まだなんともない頃のお話ひとつ傘を挟んで右と左。狭い場所を分けあう様に肩を並べて、二宮と影浦はゆっくりと歩いていた。
デートをしているわけでも、雨の景観を楽しんでいるわけでもない。むしろ影浦としては早く帰りたい気持ちが先行しているくらいだが、何分、傘の持ち主である二宮がマイペースに歩くものだから、両人とも自然と穏やかなペースで歩を進めるにとどまっていた。

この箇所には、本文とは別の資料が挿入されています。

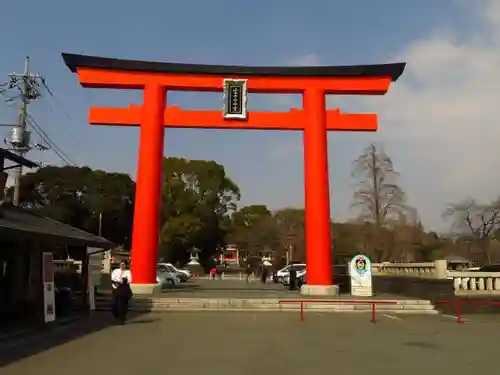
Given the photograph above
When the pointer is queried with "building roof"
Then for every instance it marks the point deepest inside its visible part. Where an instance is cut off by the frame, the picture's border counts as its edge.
(6, 154)
(393, 71)
(452, 258)
(20, 221)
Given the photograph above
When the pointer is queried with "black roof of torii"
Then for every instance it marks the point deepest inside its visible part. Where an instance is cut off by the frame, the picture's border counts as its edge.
(394, 71)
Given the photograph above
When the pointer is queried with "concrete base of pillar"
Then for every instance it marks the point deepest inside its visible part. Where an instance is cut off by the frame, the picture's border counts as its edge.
(146, 289)
(319, 290)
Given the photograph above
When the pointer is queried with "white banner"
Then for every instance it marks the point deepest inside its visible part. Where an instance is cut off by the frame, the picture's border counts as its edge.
(49, 305)
(90, 287)
(360, 270)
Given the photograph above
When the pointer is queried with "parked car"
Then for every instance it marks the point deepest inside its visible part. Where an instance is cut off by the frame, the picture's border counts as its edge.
(285, 271)
(301, 271)
(167, 279)
(489, 268)
(183, 275)
(340, 277)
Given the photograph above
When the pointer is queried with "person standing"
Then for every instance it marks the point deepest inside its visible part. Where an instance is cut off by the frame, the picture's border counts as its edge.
(249, 273)
(120, 281)
(293, 278)
(263, 275)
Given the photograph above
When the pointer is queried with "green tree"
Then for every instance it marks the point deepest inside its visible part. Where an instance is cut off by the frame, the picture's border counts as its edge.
(253, 229)
(197, 197)
(78, 196)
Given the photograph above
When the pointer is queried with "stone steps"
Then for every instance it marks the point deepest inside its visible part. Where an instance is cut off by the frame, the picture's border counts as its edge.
(163, 304)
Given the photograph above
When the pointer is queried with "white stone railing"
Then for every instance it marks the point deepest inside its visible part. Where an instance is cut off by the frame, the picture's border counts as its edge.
(464, 282)
(475, 283)
(424, 269)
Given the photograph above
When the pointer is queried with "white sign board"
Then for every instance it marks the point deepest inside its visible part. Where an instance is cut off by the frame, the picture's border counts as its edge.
(360, 270)
(91, 288)
(49, 305)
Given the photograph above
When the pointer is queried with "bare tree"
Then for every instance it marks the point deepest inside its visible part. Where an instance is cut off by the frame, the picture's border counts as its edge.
(377, 194)
(480, 221)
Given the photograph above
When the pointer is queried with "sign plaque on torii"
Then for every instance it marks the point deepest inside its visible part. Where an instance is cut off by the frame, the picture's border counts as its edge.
(314, 120)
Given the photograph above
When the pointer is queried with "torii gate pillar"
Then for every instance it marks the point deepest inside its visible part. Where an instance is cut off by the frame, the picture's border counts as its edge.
(313, 83)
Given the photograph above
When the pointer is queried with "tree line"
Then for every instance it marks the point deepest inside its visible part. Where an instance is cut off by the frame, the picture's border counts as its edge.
(200, 209)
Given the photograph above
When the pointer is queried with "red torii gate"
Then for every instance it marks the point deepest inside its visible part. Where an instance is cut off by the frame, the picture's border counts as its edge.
(313, 83)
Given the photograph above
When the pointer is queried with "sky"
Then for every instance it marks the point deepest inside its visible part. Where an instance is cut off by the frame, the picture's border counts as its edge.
(438, 122)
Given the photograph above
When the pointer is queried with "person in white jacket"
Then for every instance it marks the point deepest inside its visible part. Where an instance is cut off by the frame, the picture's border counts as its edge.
(120, 279)
(119, 274)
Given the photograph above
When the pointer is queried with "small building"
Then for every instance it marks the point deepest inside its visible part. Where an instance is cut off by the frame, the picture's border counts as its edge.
(24, 237)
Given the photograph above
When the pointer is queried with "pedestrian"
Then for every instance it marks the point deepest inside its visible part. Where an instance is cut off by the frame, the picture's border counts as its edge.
(122, 296)
(213, 272)
(249, 273)
(293, 278)
(263, 275)
(120, 282)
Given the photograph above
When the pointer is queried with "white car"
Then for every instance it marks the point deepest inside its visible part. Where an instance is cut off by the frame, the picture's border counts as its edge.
(167, 279)
(171, 268)
(286, 279)
(285, 271)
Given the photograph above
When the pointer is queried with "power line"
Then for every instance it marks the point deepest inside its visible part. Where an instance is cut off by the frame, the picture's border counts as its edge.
(48, 140)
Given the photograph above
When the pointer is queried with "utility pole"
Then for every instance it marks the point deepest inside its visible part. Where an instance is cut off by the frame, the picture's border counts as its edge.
(29, 87)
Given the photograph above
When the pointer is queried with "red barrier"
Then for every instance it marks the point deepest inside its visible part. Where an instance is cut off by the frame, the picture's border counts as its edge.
(340, 301)
(458, 303)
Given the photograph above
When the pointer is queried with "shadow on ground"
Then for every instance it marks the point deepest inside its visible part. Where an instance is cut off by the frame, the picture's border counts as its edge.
(50, 336)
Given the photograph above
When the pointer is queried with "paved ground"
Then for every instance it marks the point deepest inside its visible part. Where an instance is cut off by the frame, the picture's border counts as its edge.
(248, 343)
(240, 289)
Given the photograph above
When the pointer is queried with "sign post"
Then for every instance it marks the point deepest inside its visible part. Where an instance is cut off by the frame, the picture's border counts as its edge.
(235, 99)
(49, 310)
(360, 271)
(90, 286)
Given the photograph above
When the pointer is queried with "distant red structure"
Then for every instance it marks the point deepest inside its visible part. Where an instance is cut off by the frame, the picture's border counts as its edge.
(156, 79)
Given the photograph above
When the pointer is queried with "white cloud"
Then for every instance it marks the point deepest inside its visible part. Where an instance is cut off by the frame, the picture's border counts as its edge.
(443, 115)
(441, 120)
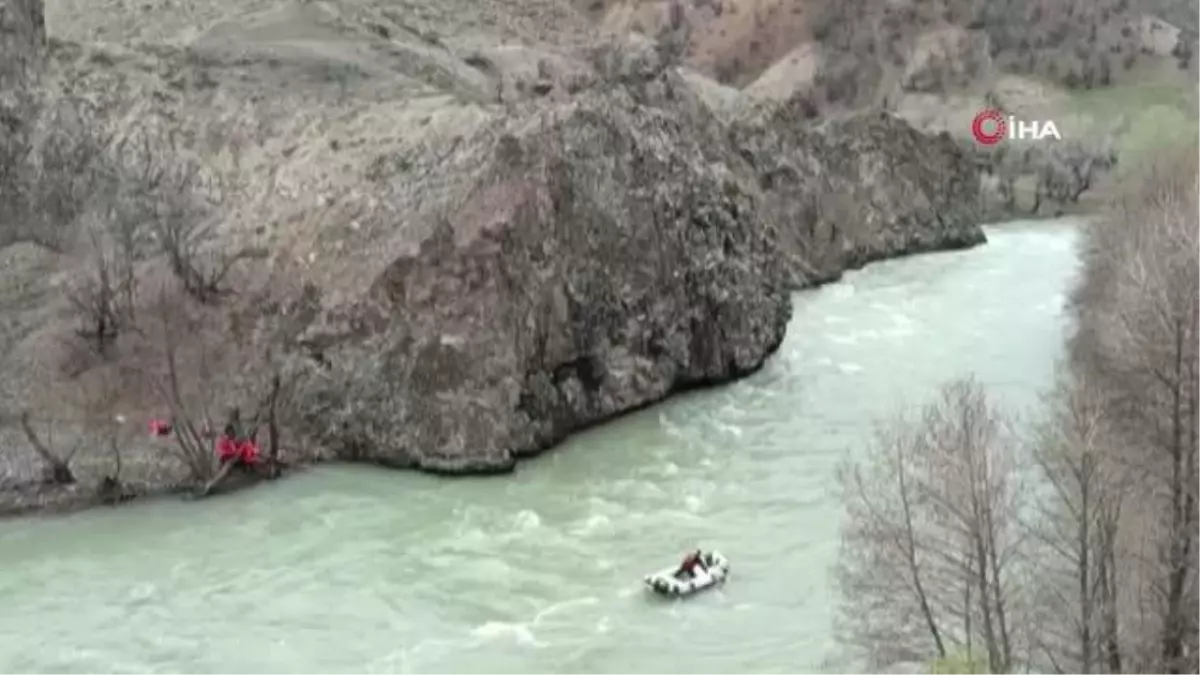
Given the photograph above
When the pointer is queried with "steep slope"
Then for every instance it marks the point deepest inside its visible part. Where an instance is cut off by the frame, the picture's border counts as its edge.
(466, 248)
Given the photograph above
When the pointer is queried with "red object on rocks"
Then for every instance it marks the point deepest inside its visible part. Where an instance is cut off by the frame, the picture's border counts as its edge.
(231, 449)
(160, 428)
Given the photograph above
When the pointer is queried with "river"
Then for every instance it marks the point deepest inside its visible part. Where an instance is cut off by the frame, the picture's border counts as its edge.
(359, 571)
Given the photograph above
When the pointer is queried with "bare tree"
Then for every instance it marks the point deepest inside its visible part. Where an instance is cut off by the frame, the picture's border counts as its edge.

ゆるりと冬の気配が漂いだした時分。身一つでボーダー本部に赴いた影浦はその帰り際、不運にも雨に見舞われた。悪いことは重なるとはよく言ったもので、影浦はこの日すでにいくつかの不運に遭遇していた。朝から防衛任務、昼にはランク戦で、日暮れから始まった隊長会議は長引いた。帰ろうと自宅方面の地下通路に向かえばメンテナンスのために通行止め。さんざんな日だと肩を落としたのはほんの少し前のことである。その後、仕方なしと向かった一番近い通路から地上に出て濡れ鼠覚悟で帰ろうとした影浦を引き留め傘に入れたのが、他でもない二宮だった。